As initiatives for more diversity in the cultural field are gaining ground and migration becomes an increasingly important issue on the political agendas of many countries around the world, this project examines the ways in which transnational collaborations create spaces for literary participation of migrants. Situated at the intersection of international relations, comparative literature and business economics, COLLAB analyzes collaboration from a threefold perspective: 1) as a political strategy in civil society that enhances intercultural exchange and the social integration of migrants through collective storytelling, 2) as a form of co-authorship between migrants and other writers with different cultural backgrounds that gives voice to stories of migration that would often be lost without their translation, 3) as an alternative economic model consisting in peer-to-peer support that brings new voices to the publishing industry. Focusing on a broad range of non-profit organizations, collaborative texts by amateur and professional writers and crowdfunding initiatives that help make migrant voices heard through literature, the project seeks to understand how collaboration changes the cultural field and impinges on migrants’ agency. It shows how actors and institutions that are traditionally perceived as belonging outside the cultural field are crucial players in redefining notions of authorship rooted in individual and national singularity. Challenging strict distinctions between textual and contextual dynamics, COLLAB highlights the social embeddedness of literature and builds an original framework for understanding the thematic and formal implications of transnational collaboration in literary texts. While borrowing theories and methods from other disciplines, COLLAB confidently reorients the social sciences towards the project’s center of gravity, the literary text, and shows that literature is an important tool to understand broader societal transformations.
Lines of research
COLLAB follows four intersecting lines of research:
- Transnational collaboration in civil society: This research strand focuses on small-scale writing projects in European cities that foreground migration and multilingualism, and whose mission consists in shaping debates around migration and belonging, promoting intercultural dialogue between writers through literary collaborations such as creative writing workshops. This part of the project combines literary and political theory with social and cultural anthropology and is grounded in qualitative methods, field research and textual analyses.

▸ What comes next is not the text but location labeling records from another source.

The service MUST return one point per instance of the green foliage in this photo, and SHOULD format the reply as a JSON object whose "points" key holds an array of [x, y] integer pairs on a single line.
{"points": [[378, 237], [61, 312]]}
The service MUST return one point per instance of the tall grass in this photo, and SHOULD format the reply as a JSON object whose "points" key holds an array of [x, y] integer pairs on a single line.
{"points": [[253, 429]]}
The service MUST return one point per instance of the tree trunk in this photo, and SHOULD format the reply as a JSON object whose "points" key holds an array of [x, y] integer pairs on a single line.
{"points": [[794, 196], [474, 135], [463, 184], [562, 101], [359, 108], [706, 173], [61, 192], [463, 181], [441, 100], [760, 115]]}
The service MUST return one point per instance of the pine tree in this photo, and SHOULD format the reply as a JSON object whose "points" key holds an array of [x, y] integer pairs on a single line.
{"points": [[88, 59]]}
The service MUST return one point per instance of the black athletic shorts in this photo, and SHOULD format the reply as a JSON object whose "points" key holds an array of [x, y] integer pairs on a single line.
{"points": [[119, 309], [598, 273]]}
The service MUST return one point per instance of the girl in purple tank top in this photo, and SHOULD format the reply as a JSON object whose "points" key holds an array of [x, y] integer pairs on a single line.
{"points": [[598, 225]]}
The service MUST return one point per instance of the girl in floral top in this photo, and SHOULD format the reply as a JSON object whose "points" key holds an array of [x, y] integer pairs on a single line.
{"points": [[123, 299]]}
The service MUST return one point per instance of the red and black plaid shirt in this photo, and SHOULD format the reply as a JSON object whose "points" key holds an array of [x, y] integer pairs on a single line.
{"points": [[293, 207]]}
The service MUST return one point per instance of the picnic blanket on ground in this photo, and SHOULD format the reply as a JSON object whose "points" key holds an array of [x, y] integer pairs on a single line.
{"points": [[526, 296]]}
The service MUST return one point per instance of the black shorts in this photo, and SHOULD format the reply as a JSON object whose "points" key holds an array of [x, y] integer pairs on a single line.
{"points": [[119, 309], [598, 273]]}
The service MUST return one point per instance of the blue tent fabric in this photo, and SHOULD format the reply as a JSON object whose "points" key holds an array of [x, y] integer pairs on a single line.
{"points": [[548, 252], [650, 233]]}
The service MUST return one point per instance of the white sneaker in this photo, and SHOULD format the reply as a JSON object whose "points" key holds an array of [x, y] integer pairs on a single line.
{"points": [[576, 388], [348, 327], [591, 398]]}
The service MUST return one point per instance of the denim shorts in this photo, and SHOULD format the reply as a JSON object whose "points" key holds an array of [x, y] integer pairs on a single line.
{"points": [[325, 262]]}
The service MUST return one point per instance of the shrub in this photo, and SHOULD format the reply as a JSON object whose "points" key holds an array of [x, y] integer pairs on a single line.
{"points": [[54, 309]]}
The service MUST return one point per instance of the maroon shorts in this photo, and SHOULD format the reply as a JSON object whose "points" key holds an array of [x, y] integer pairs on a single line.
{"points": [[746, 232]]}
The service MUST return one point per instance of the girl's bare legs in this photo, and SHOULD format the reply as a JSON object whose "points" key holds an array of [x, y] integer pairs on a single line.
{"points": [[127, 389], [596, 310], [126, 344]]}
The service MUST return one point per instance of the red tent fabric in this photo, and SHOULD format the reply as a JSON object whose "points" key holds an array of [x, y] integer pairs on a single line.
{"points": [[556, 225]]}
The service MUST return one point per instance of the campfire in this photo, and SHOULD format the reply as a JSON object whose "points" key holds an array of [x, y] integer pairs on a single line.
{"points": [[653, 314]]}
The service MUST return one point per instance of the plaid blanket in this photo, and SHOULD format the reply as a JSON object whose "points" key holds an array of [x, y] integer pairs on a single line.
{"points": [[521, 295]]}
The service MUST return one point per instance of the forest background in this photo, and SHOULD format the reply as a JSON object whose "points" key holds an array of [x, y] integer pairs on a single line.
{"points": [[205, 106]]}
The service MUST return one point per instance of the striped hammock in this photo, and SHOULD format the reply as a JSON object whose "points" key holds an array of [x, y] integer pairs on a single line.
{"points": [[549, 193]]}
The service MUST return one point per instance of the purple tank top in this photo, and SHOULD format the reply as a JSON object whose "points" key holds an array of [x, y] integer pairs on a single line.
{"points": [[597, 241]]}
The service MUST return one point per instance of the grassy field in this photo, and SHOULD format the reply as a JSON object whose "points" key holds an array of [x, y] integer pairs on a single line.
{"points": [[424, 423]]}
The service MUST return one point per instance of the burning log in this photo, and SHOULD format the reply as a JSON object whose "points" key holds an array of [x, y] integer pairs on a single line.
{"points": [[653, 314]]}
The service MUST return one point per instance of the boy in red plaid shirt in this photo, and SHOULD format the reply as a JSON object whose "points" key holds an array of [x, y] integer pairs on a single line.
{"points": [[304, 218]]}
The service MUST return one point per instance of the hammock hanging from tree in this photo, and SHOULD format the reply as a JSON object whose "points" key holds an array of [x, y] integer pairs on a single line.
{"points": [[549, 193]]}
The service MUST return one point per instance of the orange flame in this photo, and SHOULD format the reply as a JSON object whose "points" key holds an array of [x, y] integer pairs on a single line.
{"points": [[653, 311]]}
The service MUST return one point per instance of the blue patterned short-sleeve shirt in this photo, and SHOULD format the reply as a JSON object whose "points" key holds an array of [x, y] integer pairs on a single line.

- Authorship and poetics: This line of inquiry explores how co-authorship between migrants and other authors with different linguistic and cultural backgrounds redefine how literature is made and who counts as an author. By shedding light on the mechanisms by which collaborative transnational texts are produced and stories of migrants are mediated, COLLAB investigates to what extent linguistic and cultural power asymmetries have an impact on literary form and content. The project traces recurrent narrative, thematic and stylistic patterns across a wide range of texts and outlines a poetics of transnational collaboration from a comparative perspective.
- Circulation, publications systems and the sharing economy: This line of investigation examines the publication and circulation systems of transnational collaboration, with a focus on the sharing economy. Methodologically, this research uses digital humanities tools, notions of business economics and critical theory to map the connections between crowdfunding and migration and assess the impact of collaboration on the human rights market.
- Collaboration as a research method: COLLAB promotes collaboration as a tool for interdisciplinary research. The team members’ different theoretical and methodological backgrounds are a challenge and a blessing on which we will reflect in our upcoming blog. The project also highlights the importance of bottom-up approaches for knowledge production and scientific innovation, while redefining literary studies as an expanded field of research that confronts relevant societal questions in conversation with other disciplines with no obvious affinities.